It is evening as I descend from the bus stop to the beach. Red-faced, dripping families are ascending after their rigorous seaside adventure. Is it too much to hope for a quiet evening, alone with God and the waves?
I get closer until I can smell the salty water. Brightly colored towels hang from the balconies of a beachfront hotel.
Despite those who have left, there are people everywhere. I am not the only one who thought of enjoying the post-sunshine beach. Laughter punctuates the dull roar of voices.
I slip off my shoes and enter the chaos. The thick sand is rough against my bare feet. Each step half-buries my foot. I find the quietest spot available, spread out my towel, and shake my head at an African vendor who is trying to make a sale.

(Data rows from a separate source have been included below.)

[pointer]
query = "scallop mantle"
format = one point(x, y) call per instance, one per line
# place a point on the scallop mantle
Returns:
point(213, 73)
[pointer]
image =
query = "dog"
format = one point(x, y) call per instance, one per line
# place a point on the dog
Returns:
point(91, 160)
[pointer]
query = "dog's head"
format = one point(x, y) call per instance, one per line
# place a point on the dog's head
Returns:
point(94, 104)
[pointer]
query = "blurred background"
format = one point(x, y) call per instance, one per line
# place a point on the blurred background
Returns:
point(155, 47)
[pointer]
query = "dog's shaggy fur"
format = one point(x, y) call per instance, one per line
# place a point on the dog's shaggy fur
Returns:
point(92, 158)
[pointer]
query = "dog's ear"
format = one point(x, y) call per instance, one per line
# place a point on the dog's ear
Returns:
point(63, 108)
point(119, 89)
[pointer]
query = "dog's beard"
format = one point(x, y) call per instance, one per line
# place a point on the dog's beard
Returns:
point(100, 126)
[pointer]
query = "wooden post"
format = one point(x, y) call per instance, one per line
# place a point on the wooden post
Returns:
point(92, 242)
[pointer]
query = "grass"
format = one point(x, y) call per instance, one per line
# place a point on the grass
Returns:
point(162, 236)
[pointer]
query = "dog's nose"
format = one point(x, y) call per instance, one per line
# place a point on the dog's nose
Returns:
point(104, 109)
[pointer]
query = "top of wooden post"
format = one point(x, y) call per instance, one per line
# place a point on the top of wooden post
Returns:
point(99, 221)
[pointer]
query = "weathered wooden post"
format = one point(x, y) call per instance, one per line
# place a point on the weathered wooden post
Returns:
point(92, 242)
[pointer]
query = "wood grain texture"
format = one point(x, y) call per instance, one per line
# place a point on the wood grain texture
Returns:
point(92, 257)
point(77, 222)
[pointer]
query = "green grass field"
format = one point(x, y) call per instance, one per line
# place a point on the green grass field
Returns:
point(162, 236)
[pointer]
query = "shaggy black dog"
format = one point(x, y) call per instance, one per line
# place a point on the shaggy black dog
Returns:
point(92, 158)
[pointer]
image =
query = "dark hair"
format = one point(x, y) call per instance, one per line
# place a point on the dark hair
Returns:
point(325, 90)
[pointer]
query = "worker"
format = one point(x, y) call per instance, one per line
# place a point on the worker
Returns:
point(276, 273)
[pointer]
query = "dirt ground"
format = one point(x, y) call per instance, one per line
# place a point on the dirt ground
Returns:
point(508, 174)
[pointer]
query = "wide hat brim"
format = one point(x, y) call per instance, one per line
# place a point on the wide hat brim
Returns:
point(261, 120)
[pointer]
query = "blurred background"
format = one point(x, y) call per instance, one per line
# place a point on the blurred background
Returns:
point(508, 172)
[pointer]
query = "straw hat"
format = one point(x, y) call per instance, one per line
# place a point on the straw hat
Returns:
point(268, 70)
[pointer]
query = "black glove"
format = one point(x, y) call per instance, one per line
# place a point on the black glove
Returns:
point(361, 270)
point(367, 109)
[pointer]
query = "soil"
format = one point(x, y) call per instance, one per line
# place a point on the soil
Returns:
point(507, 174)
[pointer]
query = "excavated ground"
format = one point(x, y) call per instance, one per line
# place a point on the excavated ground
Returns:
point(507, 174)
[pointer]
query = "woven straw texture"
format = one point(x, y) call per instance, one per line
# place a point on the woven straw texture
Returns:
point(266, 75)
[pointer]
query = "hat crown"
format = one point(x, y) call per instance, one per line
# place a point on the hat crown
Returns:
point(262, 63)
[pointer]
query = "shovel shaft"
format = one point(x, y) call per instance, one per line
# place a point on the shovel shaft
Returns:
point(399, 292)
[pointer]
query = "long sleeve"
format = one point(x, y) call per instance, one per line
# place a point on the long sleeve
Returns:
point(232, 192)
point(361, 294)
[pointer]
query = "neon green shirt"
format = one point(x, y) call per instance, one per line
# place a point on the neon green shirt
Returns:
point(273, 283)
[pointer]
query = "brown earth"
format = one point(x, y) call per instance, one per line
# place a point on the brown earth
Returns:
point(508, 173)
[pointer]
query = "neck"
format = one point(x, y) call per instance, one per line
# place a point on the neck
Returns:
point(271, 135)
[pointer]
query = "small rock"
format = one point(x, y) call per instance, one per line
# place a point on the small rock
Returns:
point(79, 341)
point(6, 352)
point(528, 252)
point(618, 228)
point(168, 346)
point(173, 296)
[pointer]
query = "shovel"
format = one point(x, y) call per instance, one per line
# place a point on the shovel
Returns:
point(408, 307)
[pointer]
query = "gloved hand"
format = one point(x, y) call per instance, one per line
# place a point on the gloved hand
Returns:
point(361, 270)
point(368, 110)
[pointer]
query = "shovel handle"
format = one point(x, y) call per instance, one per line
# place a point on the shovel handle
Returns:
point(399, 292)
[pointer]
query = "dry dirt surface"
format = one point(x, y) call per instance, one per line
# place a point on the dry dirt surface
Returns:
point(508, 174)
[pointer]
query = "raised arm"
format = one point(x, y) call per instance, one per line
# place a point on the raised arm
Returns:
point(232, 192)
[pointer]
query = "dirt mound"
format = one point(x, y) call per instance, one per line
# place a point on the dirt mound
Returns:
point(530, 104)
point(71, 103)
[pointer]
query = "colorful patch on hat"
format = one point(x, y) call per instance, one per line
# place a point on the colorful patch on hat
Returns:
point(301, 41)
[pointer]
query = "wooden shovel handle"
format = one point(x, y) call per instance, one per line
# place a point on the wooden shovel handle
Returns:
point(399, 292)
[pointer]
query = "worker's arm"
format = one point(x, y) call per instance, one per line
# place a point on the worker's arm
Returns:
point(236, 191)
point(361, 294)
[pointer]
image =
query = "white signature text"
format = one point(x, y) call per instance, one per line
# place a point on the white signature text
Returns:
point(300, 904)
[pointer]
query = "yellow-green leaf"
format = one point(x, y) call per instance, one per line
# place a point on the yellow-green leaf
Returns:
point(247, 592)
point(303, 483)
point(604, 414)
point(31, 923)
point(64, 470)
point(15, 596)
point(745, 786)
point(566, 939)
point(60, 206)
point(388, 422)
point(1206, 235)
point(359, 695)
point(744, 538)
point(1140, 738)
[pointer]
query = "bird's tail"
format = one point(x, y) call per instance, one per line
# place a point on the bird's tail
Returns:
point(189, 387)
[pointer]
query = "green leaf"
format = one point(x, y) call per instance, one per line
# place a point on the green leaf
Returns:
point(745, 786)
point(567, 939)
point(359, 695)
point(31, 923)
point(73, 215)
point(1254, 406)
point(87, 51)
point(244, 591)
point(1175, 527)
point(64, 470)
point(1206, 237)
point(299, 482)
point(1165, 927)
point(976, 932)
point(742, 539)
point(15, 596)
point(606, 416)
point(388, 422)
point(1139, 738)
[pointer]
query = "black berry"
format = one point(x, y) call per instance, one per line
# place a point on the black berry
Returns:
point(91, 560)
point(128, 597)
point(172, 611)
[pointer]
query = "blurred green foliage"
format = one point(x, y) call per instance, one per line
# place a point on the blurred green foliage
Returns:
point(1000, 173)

The waves froth over the rocks. A jet-ski roars past, spinning to dance in its own wake. A boat skims along, a child in an inner tube bouncing and shrieking behind. Another boat passes, this one with less drama.
The sun disappears and the air is almost cool. But the sand still sticks to my sweaty arm as I reach down to adjust my towel.
I soak in the moment. Just as it is.
The night thickens and so does the salty scent of the waves. And finally, I pick up my things and start the uphill plod. I can’t hear the waves anymore. A bustling restaurant is playing Caribbean music while customers sit in wicker chairs shaped like hard-boiled eggs.
That fades too. And it’s just me and a few other panting stragglers going uphill toward home.